Why it’s time for front-line leaders to hijack the moment and get involved in NHS reforms
Andy Cowper is the editor of Health Policy Insight (www.healthpolicyinsight.com)
The waiting for Lord Darzi’s review of the NHS is almost over. Speculation has grown and hints have been dropped.
Now all strategic health authorities have published their local Darzi plans, and the big picture is due at the start of next week. Call me a cynic, but some of it might conceivably be leaked to the weekend newspapers …
In true Burlesque fashion, a few bits of Darzi were exposed at the NHS Confederation’s annual conference last week in Manchester. There is to be greater focus on patient experience and outcomes. The importance of GP practice consortia-based commissioning will be re-emphasised. There will be some ‘earned autonomy’ and financial and regulatory freedoms for top-performing PCT commissioners, like those that foundation trusts enjoy.
GP-led health centres (which used to be called ‘polyclinics’) will not be imposed in a one-size-fits-all manner everywhere, but we are likely to see the piloting of virtual ‘integrated care organisations’.
Pilots of new initiatives are good: they let us learn things. The realisation that improving primary care in deprived or under-doctored areas is not necessarily always about new buildings is welcome. The BMA’s and Conservative Party’s campaigns against polyclinics have had effective, if often misleading, impacts. The Government’s presentation of the case for these changes in provision has been poorly made. There is a broader point here about current NHS reform.
When changing jobs, it’s generally recommended that you should be motivated more by the ‘pull’ factors of the new role rather than the ‘push’ factor of the current one.
Likewise, various recent reports (1,2) have noted the incoherence of the reform programme – despite Health Secretary Alan Johnson’s game attempt in his Confederation conference speech to sell them as an unfolding package, each building on the last and leading to the apex of Darzi.
If we remember that New Labour abolished GP fundholding just as research showed that it was starting to work, and that former NHS chief executive Lord Crisp didn’t even share 2005’s Commissioning A Patient-Led NHS with his director of workforce, this was historical revisionism on a grand scale.
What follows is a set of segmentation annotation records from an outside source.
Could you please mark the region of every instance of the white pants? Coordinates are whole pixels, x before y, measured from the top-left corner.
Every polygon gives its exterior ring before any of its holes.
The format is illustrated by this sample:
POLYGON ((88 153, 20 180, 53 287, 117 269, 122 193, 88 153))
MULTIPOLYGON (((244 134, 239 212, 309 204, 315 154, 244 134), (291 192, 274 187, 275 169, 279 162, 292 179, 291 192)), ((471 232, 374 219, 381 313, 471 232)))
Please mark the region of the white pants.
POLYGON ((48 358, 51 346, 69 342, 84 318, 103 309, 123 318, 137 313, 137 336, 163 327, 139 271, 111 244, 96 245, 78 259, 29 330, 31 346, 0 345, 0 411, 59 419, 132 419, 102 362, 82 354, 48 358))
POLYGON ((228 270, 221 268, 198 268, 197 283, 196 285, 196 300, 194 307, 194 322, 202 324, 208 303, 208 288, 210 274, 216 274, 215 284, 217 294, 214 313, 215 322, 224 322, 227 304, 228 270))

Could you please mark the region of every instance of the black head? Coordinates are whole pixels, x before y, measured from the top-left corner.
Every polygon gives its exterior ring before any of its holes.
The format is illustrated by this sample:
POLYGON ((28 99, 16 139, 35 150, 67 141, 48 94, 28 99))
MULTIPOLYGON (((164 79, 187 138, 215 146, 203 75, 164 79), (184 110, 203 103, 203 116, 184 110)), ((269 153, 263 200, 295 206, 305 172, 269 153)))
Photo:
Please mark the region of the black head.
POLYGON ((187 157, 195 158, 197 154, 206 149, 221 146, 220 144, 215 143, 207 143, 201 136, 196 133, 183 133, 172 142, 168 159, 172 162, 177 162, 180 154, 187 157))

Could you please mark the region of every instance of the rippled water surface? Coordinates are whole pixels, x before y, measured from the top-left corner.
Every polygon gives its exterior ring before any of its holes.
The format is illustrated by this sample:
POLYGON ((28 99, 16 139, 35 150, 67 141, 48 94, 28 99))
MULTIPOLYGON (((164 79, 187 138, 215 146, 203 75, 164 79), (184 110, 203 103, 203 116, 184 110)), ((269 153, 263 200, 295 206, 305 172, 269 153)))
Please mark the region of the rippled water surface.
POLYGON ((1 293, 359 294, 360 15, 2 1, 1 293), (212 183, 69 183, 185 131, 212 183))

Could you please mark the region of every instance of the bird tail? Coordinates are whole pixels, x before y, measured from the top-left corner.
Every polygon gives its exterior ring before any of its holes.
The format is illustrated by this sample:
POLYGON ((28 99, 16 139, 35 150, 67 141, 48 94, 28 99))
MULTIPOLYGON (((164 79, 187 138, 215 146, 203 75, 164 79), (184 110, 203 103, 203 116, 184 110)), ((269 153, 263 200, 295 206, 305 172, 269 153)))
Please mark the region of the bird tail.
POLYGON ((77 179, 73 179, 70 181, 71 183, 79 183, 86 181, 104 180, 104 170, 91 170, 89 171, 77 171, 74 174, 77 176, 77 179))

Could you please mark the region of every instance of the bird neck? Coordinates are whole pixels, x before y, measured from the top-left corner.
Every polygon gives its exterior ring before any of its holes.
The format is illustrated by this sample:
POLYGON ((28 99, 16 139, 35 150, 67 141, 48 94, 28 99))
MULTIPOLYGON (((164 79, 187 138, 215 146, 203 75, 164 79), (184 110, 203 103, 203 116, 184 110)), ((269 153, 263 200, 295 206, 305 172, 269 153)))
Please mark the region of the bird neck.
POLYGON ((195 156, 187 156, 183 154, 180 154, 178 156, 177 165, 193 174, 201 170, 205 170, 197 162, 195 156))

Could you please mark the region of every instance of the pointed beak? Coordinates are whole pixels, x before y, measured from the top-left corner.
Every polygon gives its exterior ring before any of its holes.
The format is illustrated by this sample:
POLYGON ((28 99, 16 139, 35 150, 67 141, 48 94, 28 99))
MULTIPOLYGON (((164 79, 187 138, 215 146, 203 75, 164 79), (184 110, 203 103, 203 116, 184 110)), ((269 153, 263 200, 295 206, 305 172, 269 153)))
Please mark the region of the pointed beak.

And let’s not mention the NHS University.
There is a lack of a compelling story. The aims of reform have been poorly sold: they have simply been pushed down the system in the guise of ‘P45 targets’. Johnson noted in his speech that his predecessors in the job used an excess of rhetoric about technical mechanisms and means (like ‘contestability’ and ‘mixed economy’), without giving people a sense of the ends: better patient care, higher quality, and more efficient use of the finite NHS budget.
Most people need a story. We live our lives in a conventional narrative fashion: it’s not always linear, but no matter how good the healthcare, there’s always narrative closure.
Many aspects of NHS reform have delivered improvements. Without targets, it seems unlikely that waiting times would have been so dramatically - if expensively - reduced. Foundation trusts have remained in the top-performing group surveyed by the Healthcare Commission. (Come to think of it, we now survey trusts’ quality and release the information - inconceivable a decade ago.)
Even imperfect aspects of reform have had upsides. Neither commissioning nor payment by results is even approaching the finished article, let alone ‘world-class’. Yet they have driven attention to important variations in activity and outcomes, and facilitated conversations about changing patterns of provision and ways of working.
Underneath both are the use of data and the measurement of outcomes. Without them, no way would the 2008-9 Operating Framework include the introduction of patient-reported outcome measures (PROM).
Technical aspects are in urgent need of fixing. Commissioning is partly stymied by the need to unbundle the national tariff. Despite some successes like picture archiving and communication systems, NHS Connecting For Health is running years late, and some hospital products simply do not work.
Foundation trusts are not meant to sit there staring at their large surpluses of treasure, like Gollum from Lord Of The Rings. Both a competition regulator and a failure / takeover regime are urgently needed.
We’ve reached a point where top-down management strategies no longer feel relevant to real progress. This is a real opportunity. NHS chief executive David Nicholson keeps exhorting us to “stop waiting for permission … look out to communities, not up to Whitehall”.
The SHA Darzi plans claim to be local: so treat them as such. Or hijack them. For commissioning to work, it must be as locally rooted as possible.
If waiting for Darzi has exposed one thing about the current stage of NHS reform, it is that right now, we need leadership more than management. Clinicians in particular can seize a vital moment.